Children with SCA are at high risk of developing stroke, and early diagnosis and treatment may limit the injury to the brain. However, acute stroke detection is a major challenge. Education on the common signs and symptoms of stroke in SCA as listed in Table 1 (Adams et al., 1998; Kirkham and DeBaun, 2004; Switzer et al., 2006) is required.

Children with stroke may have several of these symptoms at the same time. Strokes can be ischemic or hemorrhagic, and the symptoms may not always be typical. Generally, stroke evaluation and diagnosis should involve the following steps.
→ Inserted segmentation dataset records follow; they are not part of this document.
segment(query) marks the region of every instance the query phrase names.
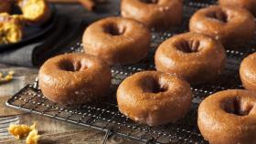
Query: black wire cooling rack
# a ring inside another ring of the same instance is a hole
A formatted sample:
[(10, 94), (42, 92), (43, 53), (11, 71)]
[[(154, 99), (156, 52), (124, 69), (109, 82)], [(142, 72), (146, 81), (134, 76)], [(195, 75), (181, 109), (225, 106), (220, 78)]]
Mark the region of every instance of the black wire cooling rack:
[[(196, 0), (195, 0), (196, 1)], [(48, 100), (41, 93), (37, 81), (24, 87), (12, 97), (6, 105), (24, 111), (50, 117), (88, 128), (106, 131), (106, 139), (110, 133), (142, 142), (153, 143), (207, 143), (200, 135), (197, 125), (198, 104), (207, 96), (224, 89), (242, 88), (238, 74), (240, 61), (243, 57), (255, 51), (251, 48), (256, 46), (256, 38), (243, 50), (227, 50), (227, 65), (223, 74), (217, 82), (209, 85), (192, 86), (194, 94), (193, 104), (187, 115), (175, 124), (158, 127), (148, 127), (133, 122), (118, 111), (115, 92), (118, 85), (128, 76), (143, 70), (155, 69), (154, 53), (157, 46), (173, 35), (187, 31), (187, 24), (191, 15), (198, 8), (215, 4), (215, 1), (197, 3), (193, 0), (185, 1), (184, 25), (170, 32), (153, 32), (153, 42), (150, 55), (138, 64), (112, 68), (112, 92), (106, 96), (106, 100), (95, 101), (80, 106), (63, 106)], [(256, 36), (255, 36), (256, 37)], [(68, 53), (80, 52), (80, 42), (67, 49)]]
Diagnosing stroke in children with SCA is challenging; stroke is often under-recognized by healthcare providers (Jordan and Hillis, 2011). In a Canadian study, ischemic stroke was only suspected in about 38% of children at the initial assessment (Rafay et al., 2009). This is partly due to non-specific symptoms like headache, seizure, and hemiparesis which may represent stroke or may be due to other conditions. Non-availability and high costs of neuroimaging investigations including CT and MRI are challenging in LMICs. Stroke identification in children from LMIC depends largely on careful clinical evaluation including a history and physical examination to identify any signs and symptoms of stroke. Neurological evaluation using the PedNIHSS (Ichord et al., 2011) will rapidly assess the severity of an ischemic stroke. Other challenges include poor knowledge of stroke in children and difficulties in stroke detection if the neurological findings are subtle.
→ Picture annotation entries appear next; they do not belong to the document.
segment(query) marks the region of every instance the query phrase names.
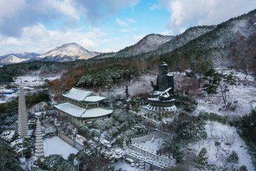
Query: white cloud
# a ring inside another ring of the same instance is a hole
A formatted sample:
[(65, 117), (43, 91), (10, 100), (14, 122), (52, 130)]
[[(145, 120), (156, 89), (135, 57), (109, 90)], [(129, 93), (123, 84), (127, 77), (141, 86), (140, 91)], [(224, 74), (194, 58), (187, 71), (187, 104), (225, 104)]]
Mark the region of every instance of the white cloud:
[(128, 26), (128, 24), (127, 22), (125, 22), (123, 20), (120, 20), (118, 18), (116, 18), (116, 22), (117, 22), (117, 25), (119, 25), (119, 26), (120, 26), (121, 27), (125, 27), (125, 26)]
[(133, 19), (130, 18), (126, 18), (125, 20), (126, 20), (127, 22), (129, 22), (129, 23), (135, 23), (135, 22), (136, 22), (135, 20), (134, 20)]
[(118, 18), (116, 18), (116, 23), (117, 24), (117, 25), (121, 27), (125, 27), (125, 26), (128, 26), (129, 24), (136, 23), (136, 21), (129, 18), (125, 18), (124, 20), (121, 20)]
[[(98, 50), (101, 39), (105, 34), (99, 28), (90, 28), (87, 32), (74, 30), (55, 31), (47, 30), (42, 24), (36, 24), (23, 28), (19, 38), (8, 37), (0, 34), (0, 45), (9, 53), (28, 52), (42, 53), (65, 43), (77, 42), (88, 50)], [(15, 51), (13, 51), (14, 49)]]
[(170, 17), (168, 27), (172, 34), (188, 27), (218, 24), (256, 7), (255, 0), (160, 0)]
[(47, 0), (47, 3), (50, 7), (53, 7), (55, 10), (68, 15), (71, 18), (78, 20), (79, 15), (81, 14), (80, 10), (78, 10), (79, 9), (75, 7), (75, 4), (72, 2), (71, 0)]
[(150, 7), (150, 10), (153, 11), (156, 9), (160, 9), (161, 7), (161, 5), (160, 4), (153, 4)]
Treatment of acute stroke in children with SCA typically involves a pediatrician, pediatric hematologist, neurologist, and physical therapist. The first goal is to minimize ongoing injury to the brain and the second is to prevent stroke recurrence. There is an evidence-based guideline for the treatment of acute stroke, TIA and silent infarcts in children with SCD (DeBaun et al., 2020). The adapted checklist in use in our center is outlined in Table 2.
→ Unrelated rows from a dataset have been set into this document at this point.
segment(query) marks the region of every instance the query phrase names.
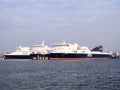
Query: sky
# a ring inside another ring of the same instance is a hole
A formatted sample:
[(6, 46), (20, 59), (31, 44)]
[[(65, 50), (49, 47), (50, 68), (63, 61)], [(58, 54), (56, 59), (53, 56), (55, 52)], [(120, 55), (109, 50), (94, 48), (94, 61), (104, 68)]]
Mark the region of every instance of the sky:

Delay in recognition of stroke emphasizes the need for parental education focused on stroke awareness and early presentation for medical care. Delays in diagnosis occur even among healthcare providers, often due to stroke mimics such as migraine and focal seizure being more common than stroke (Rafay et al., 2009; Srinivasan et al., 2009). There are also often delays in treatment after presentation to the hospital and stroke recognition e.g., availability of blood transfusion and out of pocket expenses (Gabis et al., 2002). The high cost of pediatric stroke care is another important challenge. In North America the mean cost of acute stroke treatment was estimated as $15,003 in 2003 and the cost was found to be higher in children with hemorrhagic stroke (Perkins et al., 2009). In Nigeria, the majority of parents/caregivers have difficulty paying for care of minor ailments, and there is no country-wide health insurance. Thus, the costs of stroke-related care are greater than most families can afford, given that more than 40% of the Nigerian population live on <$381.75 per year (World Bank, 2020).